Our Community Outreach program places a growing emphasis on direct North/South contact through partner visits to Canada and delegations to the South. These ‘personal exposure tour’ experiences serve to raise awareness of global issues and an increased understanding of Canada’s role in developing countries.

1979 to 1989


The end of the ‘80s: We’ve developed our first strategic plan and contracted personnel with experience in the South. Our fundraising and awareness raising approach is more systematic and goal-oriented. We hold our first regional consultations with partner organizations in Mesoamerica to share contextual analysis and debate programming directions. Our focus is on inter-agency relations: joint analysis, policy formation and advocacy with other Canadian NGOs working in Mesoamerica. This leads to the multi-year initiatives that support the return of Guatemalans from Mexico to their homeland.

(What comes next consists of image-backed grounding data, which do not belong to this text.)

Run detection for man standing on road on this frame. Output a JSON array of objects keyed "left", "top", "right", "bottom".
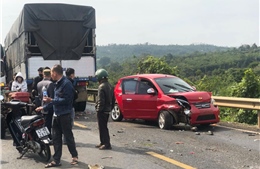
[
  {"left": 35, "top": 68, "right": 54, "bottom": 139},
  {"left": 65, "top": 68, "right": 78, "bottom": 127},
  {"left": 95, "top": 69, "right": 115, "bottom": 150},
  {"left": 43, "top": 64, "right": 78, "bottom": 168},
  {"left": 63, "top": 68, "right": 78, "bottom": 144},
  {"left": 32, "top": 67, "right": 44, "bottom": 106}
]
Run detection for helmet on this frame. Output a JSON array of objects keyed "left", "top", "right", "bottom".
[{"left": 95, "top": 69, "right": 108, "bottom": 81}]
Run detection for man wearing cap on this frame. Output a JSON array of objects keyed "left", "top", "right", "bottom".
[
  {"left": 95, "top": 68, "right": 115, "bottom": 150},
  {"left": 35, "top": 68, "right": 54, "bottom": 138}
]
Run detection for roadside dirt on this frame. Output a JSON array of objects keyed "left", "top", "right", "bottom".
[{"left": 218, "top": 121, "right": 260, "bottom": 133}]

Mid-1980s: We’ve redefined our role to contribute to the reduction of the causes of poverty and injustice in Mesoamerica. Our partnerships continue to develop into increasingly horizontal relationships between North and South. The child sponsorship program is phased-out, requiring us to seek new sources of financial support. Donor development strategies and an altered relationship with CIDA ensues – initially based largely on short-term emergency and other humanitarian initiatives, it is now focused on longer-term community development support.

Initially, we combine our child-sponsorship programs with an increasing focus on community development. We bear witness to the consequences of war, the deterioration of quality of life, increasing poverty and political conflict. From this, we recognize the need to dedicate our resources to supporting grassroots organizations in sectors such as agriculture, health, and education. We rethink our concept of community development and begin to focus on helping communities become better able to help themselves.

Begining to 1979


By 1975: We have channeled approximately $3 million to Central American projects.

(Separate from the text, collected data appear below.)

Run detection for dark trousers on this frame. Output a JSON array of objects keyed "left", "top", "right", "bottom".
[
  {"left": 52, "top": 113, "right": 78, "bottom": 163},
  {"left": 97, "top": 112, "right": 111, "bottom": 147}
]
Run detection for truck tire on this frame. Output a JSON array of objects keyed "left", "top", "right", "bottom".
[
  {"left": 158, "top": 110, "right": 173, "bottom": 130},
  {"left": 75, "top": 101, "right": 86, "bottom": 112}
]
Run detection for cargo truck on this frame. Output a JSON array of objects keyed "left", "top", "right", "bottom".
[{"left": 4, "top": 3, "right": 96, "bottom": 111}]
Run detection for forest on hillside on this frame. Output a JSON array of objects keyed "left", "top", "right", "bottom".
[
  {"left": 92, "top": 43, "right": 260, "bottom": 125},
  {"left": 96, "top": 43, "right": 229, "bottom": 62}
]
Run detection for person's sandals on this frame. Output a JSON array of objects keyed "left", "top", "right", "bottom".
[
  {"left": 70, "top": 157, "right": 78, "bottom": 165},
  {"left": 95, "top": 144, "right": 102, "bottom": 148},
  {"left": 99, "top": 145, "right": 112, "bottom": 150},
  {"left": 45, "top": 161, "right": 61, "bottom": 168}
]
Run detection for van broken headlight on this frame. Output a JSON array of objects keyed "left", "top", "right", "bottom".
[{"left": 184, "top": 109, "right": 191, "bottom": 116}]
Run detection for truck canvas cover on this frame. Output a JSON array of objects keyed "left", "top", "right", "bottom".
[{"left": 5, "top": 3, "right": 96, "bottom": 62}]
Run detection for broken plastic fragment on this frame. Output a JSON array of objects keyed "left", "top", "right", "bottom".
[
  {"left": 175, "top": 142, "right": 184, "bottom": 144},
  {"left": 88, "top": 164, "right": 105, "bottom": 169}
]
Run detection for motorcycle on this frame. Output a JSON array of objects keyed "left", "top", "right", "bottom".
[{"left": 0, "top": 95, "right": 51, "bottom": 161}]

1974: Hurricane Fifi. We provide funding for community reconstruction in Honduras and gain a measure of national recognition.  Our child sponsorship program increases in scope during the 1970s to include El Salvador, Nicaragua and Guatemala, and our mandate broadens to include housing projects.

Our initial work focuses on child sponsorship, with a secondary emphasis on community development.

1973: Horizons becomes a registered NGO.